Или думаешь, тем двум героям намного легче, чем побороть себя, было уберечь картофель и рис от крыс? От самых обыкновенных, каждая из которых имеет предлинный облезлый хвост и готова сожрать все, что попадет ей на зубы? Они, изголодавшиеся твари, вдруг учуяли залежи картофеля и риса. Учуяли — скопищем бросились на штурм подвала!.. Хорошо, что Эдуард Владимирович и Вадим Сергеевич не растерялись, не потеряв и одной лишней минуты, обратились за помощью к солдатам-зенитчикам, батарея которых стояла буквально за углом…

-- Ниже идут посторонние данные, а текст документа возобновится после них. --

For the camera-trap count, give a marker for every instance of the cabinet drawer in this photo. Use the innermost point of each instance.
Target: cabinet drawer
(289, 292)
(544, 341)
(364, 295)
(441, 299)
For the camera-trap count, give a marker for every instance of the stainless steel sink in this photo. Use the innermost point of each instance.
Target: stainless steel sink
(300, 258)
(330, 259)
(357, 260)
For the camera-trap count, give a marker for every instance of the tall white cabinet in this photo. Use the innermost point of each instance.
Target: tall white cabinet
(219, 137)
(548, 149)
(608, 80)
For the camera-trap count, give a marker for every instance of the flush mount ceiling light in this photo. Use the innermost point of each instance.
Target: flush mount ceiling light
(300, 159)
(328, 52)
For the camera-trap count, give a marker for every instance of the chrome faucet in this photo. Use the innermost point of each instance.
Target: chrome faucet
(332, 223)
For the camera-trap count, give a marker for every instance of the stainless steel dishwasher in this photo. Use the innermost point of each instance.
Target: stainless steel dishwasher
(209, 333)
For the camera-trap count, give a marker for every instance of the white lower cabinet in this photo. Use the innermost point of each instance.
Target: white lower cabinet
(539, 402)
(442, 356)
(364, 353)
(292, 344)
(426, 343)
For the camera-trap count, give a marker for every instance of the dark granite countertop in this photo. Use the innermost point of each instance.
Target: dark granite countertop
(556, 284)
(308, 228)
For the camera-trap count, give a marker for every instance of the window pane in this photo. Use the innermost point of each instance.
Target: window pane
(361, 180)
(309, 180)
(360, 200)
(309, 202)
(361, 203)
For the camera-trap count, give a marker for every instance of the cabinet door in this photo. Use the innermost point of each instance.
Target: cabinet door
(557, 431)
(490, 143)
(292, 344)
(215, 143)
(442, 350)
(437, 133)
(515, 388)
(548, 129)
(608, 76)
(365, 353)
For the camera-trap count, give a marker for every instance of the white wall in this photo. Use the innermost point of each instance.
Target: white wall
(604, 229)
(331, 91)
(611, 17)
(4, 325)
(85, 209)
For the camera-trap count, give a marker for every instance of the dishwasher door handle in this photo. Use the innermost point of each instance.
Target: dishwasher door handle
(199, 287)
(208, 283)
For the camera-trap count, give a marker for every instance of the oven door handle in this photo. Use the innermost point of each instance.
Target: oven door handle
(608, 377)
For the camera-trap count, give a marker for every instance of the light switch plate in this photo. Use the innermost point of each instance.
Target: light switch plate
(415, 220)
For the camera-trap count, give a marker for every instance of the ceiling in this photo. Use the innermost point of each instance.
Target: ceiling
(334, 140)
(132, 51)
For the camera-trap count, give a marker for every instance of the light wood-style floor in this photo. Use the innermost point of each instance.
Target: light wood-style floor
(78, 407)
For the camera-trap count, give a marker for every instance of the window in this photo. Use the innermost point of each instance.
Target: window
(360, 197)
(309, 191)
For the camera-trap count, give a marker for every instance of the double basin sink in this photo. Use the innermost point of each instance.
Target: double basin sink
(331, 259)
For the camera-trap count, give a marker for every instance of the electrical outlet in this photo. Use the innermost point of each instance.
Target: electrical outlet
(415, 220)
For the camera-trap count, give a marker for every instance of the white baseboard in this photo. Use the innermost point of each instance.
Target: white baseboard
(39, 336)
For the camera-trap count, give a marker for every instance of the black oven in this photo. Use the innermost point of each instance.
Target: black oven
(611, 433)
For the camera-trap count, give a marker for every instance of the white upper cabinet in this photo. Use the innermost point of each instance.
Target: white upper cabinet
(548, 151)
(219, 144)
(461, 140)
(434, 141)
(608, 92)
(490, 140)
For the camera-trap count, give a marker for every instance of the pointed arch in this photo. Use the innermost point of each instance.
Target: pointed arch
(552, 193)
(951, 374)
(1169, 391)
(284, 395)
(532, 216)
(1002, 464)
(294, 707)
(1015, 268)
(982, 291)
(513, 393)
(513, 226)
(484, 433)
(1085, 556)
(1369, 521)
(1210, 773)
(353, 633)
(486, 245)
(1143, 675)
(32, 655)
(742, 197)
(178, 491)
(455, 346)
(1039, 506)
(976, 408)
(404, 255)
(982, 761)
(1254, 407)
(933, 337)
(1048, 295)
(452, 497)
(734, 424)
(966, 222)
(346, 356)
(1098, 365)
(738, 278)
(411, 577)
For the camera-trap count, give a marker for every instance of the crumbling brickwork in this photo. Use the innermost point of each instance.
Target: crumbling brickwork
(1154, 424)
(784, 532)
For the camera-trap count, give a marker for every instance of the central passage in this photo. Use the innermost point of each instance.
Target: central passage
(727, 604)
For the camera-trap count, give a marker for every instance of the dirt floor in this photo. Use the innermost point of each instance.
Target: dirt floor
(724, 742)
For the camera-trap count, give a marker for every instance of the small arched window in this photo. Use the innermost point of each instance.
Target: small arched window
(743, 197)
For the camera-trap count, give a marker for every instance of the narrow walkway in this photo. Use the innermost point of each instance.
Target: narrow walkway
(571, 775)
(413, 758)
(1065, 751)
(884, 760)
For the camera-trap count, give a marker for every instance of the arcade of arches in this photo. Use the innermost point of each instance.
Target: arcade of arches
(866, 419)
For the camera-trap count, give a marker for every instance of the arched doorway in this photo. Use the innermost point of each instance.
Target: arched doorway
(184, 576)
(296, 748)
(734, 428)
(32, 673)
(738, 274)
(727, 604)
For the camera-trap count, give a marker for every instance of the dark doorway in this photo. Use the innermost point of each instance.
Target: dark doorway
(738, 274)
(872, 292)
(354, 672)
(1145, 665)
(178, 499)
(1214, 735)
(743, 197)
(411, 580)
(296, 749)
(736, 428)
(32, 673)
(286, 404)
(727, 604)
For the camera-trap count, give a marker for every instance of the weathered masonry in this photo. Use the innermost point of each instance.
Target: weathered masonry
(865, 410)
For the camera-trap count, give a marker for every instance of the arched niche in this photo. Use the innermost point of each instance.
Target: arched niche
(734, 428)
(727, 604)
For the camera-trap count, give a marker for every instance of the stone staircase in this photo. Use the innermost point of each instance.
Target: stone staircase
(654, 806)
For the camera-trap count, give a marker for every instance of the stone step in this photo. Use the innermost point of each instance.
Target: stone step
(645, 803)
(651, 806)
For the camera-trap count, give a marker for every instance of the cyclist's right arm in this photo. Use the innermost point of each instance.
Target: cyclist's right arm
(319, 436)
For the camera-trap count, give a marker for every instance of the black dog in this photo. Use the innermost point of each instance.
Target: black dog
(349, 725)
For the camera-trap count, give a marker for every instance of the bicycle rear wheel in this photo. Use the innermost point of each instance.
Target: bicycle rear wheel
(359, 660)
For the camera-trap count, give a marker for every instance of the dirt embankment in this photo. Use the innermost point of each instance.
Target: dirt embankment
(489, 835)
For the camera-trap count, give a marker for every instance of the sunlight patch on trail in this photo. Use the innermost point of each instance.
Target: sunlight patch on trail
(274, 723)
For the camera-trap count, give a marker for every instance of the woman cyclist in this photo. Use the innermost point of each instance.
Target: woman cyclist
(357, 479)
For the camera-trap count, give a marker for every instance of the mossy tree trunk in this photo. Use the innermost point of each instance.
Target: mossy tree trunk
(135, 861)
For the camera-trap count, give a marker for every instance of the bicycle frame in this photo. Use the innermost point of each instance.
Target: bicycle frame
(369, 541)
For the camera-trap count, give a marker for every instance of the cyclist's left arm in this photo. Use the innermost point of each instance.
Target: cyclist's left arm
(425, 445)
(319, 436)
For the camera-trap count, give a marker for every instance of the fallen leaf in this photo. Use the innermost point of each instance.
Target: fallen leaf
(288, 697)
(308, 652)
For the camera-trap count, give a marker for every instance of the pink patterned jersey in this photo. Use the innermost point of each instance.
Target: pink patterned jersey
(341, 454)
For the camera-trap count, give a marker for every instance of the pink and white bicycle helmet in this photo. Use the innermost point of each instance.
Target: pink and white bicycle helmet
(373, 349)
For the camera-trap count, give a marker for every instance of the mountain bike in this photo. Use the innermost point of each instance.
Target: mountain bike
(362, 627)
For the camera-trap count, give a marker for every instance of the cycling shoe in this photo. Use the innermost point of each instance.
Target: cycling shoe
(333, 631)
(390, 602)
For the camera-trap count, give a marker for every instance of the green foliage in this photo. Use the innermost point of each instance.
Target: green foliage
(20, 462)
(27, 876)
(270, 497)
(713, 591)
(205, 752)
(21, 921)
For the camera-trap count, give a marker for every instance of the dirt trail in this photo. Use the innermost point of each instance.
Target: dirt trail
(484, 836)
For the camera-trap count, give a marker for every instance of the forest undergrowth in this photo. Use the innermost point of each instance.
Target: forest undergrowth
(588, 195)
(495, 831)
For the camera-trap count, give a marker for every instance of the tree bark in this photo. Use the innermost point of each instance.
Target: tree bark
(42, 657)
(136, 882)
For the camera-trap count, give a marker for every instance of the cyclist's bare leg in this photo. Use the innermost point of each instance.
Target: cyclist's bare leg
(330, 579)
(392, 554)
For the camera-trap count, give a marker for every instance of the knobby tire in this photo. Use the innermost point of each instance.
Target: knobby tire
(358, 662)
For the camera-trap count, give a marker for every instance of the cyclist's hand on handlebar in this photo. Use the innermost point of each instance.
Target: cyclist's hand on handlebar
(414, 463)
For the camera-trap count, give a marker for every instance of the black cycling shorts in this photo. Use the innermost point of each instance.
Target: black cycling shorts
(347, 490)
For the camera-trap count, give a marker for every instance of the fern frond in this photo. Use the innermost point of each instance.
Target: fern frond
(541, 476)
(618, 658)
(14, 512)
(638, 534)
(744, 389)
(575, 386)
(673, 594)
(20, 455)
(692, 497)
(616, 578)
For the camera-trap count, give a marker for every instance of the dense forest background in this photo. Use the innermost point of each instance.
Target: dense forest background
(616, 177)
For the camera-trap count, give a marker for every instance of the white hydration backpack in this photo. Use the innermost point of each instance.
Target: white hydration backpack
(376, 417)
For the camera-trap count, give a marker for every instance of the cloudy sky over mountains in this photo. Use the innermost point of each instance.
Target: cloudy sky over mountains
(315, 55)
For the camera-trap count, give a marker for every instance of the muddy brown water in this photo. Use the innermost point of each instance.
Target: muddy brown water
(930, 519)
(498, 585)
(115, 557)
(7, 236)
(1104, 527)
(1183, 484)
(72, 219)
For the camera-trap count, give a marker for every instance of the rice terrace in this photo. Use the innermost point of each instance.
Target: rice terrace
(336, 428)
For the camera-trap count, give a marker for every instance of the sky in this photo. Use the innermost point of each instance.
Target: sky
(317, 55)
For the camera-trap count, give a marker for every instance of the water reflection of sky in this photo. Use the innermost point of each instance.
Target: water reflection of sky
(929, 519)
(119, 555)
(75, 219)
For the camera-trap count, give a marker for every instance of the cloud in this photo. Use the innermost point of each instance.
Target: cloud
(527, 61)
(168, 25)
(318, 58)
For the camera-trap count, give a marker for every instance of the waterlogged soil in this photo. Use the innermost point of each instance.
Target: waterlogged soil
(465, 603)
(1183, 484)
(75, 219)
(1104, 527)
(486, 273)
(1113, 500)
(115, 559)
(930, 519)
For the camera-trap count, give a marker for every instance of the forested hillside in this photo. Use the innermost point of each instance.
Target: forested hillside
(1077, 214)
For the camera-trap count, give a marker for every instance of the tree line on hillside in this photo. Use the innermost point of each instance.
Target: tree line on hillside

Да, они, эти два человечища, не продали, не сменяли на золото или бриллианты, вообще за все эти месяцы блокады не потеряли ни единого картофельного клубня, ни единого рисового зернышка. Скажу тебе, папа, больше: они охраняют, берегут то, что даже очень питательно, хотя сами находятся уже на грани смерти от… дистрофии! Мог ли ты, папа, предполагать, что человек, который каждую ночь почти спит на сотнях мешочков с рисом, который каждый день имеет возможность перебирать картофельные клубни, отыскивая поврежденные временем, может умереть от длительного и систематического голодания?
Их, этих двух честнейших людей, нужно, просто необходимо спасти. От самих себя, от чрезмерной честности!.. Ой, кажется, я что-то не то говорю… И еще, пожалуйста, запомни, папа: Иванов Вадим Сергеевич (это тот, который за сортовые зерна риса отвечает) сравнительно молод, ему всего лишь тридцать три года; из-за плоскостопия и страшнейшей близорукости (без очков, изготовленных по рецепту специально для него, может рядом с тобой пройти и не заметить) он вообще освобожден от службы в армии, из-за этих болезней его даже в ополчение не взяли.